TYLER, Texas — A Tyler man accused of driving intoxicated and killing a Tyler Legacy High School band senior had six cocktails at a local bar before crashing his truck, police documents show.
Now, the Texas Alcoholic Beverage Commission is conducting an investigation to determine if he was overserved.
Jason Charles, 24, has been charged with intoxication manslaughter in connection with a Jan. 14 wreck that led to the death of Lillian Dawn Thornburgh, 17. He has been in the Smith County Jail since Jan. 15.
Thornburgh was severely injured in a two-vehicle wreck in the 2800 block of South Broadway Avenue Friday night. She died Sunday from her injuries.
Charles, who was driving a black Chevy Silverado, struck the rear of a white Dodge Ram that Thornburgh was driving. Both drivers were traveling northbound, police said.
Because of the crash, Thornburgh's car hit a curb and flipped into the front yard of a residence on the east side of the road. She was pinned in the cab of the truck as the cab mostly collapsed.
Charles was able to exit his vehicle as it struck a tree. Both were taken to UT Health by EMS and Charles was later arrested, police said.
According to an arrest affidavit, while he was on the way to the hospital, an officer heard him say he had his “favorite drink,” which is Crown and coke, about six times at the Rose City Draft House in Tyler.

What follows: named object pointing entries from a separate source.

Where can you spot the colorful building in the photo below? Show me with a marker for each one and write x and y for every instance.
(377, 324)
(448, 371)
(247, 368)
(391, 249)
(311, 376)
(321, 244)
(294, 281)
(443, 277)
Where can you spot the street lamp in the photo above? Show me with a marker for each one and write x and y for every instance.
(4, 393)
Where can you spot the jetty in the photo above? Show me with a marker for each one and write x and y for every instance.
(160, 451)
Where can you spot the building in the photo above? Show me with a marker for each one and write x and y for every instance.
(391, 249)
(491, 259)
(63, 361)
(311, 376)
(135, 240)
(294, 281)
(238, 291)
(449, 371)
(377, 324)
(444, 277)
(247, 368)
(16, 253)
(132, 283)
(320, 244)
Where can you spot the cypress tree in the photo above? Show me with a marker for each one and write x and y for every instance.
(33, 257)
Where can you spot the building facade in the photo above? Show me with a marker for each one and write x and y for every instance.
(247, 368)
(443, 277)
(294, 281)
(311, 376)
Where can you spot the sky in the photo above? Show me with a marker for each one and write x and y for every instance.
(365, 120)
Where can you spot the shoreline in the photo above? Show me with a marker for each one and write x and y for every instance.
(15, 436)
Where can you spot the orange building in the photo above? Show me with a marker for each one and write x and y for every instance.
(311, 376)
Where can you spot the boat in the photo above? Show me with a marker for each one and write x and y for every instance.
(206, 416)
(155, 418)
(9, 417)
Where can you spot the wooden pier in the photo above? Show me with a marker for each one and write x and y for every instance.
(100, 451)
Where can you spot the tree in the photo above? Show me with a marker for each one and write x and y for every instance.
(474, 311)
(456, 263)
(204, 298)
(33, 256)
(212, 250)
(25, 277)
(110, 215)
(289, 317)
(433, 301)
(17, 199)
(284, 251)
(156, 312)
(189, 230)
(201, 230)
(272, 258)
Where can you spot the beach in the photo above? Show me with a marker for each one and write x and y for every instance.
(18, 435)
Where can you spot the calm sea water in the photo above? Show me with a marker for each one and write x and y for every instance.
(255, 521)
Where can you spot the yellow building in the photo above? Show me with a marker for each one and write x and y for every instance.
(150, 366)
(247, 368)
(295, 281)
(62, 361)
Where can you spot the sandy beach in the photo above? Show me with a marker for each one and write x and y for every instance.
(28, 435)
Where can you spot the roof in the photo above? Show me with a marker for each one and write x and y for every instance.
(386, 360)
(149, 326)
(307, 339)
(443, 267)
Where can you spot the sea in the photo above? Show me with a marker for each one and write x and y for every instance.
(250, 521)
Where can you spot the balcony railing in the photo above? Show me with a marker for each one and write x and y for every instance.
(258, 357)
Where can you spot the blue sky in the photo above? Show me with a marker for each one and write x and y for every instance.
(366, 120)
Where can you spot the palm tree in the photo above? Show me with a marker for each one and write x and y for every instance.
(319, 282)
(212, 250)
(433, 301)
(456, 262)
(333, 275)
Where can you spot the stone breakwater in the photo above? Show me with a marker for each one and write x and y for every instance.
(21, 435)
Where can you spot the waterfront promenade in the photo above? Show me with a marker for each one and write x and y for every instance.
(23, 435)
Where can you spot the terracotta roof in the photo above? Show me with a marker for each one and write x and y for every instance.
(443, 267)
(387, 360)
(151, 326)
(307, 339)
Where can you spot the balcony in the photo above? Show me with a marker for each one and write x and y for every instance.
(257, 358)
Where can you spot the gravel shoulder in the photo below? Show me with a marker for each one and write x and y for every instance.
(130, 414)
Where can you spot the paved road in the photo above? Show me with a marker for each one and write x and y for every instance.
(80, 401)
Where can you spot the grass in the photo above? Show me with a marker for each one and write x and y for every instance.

Police said in the document he told hospital staff he knew he was in trouble because he was drunk. Around the same time, an officer learned Thornburgh was still unresponsive with a serious brain injury that would cause her to be either in a vegetative state or possibly die.
After receiving treatment, Charles was booked into jail for an intoxication assault charge. Police later collected three receipts from the Rose City Draft House showing the drinks he purchased included Crown Royal, the affidavit reads.
In a statement Tuesday, the TABC, a state agency responsible for regulating the production, sale and use of alcoholic beverages, said the fatal crash is under investigation to determine if a licensed business improperly served or sold alcohol to someone involved in the crash.
“At present, the investigation includes Rose City Draft House and Bar, though there are currently no formal allegations,” the TABC statement read. “At this point in the investigation, TABC agents are collecting evidence and working with local law enforcement to identify any pertinent leads.”
Chris Porter, public information officer for TABC, said these investigations can take several months and can depend on local officials obtaining a conviction against the person who drove the vehicle.
On Jan. 16 (two days after the wreck), medical staff told Tyler police Thornburgh died. Charles' charge then had his charge upgraded to intoxication manslaughter.
On the night of the wreck, police reported Charles was “unsteady on his feet, had an altered mental state, made rambling statements that did not make sense, had slurred speech, and was very emotional.”
An intoxication manslaughter charge, which is a second-degree felony, is punishable by two to 20 years in prison and a fine that does not exceed $10,000.
Thornburgh's friends recently described her as one of the sweetest, funniest people and a person always trying to cheer others up.
"If you needed anything, she was there to make you laugh or just make you feel better. She was the most amazing person," her friend Elizabeth Lamont said.
In the band, Thornburgh played the saxophone and bassoon, Lamont said, adding that her friend really loved the saxophone.
Tyler Legacy senior Corey Lawrence said since meeting Thornburgh during their freshman year, there was never a dull moment as she was always making people laugh.
"All the memories that were made with her it was fun," he said. "It was never dull, lovely and vibrant. That is one of the biggest things that I will miss about her."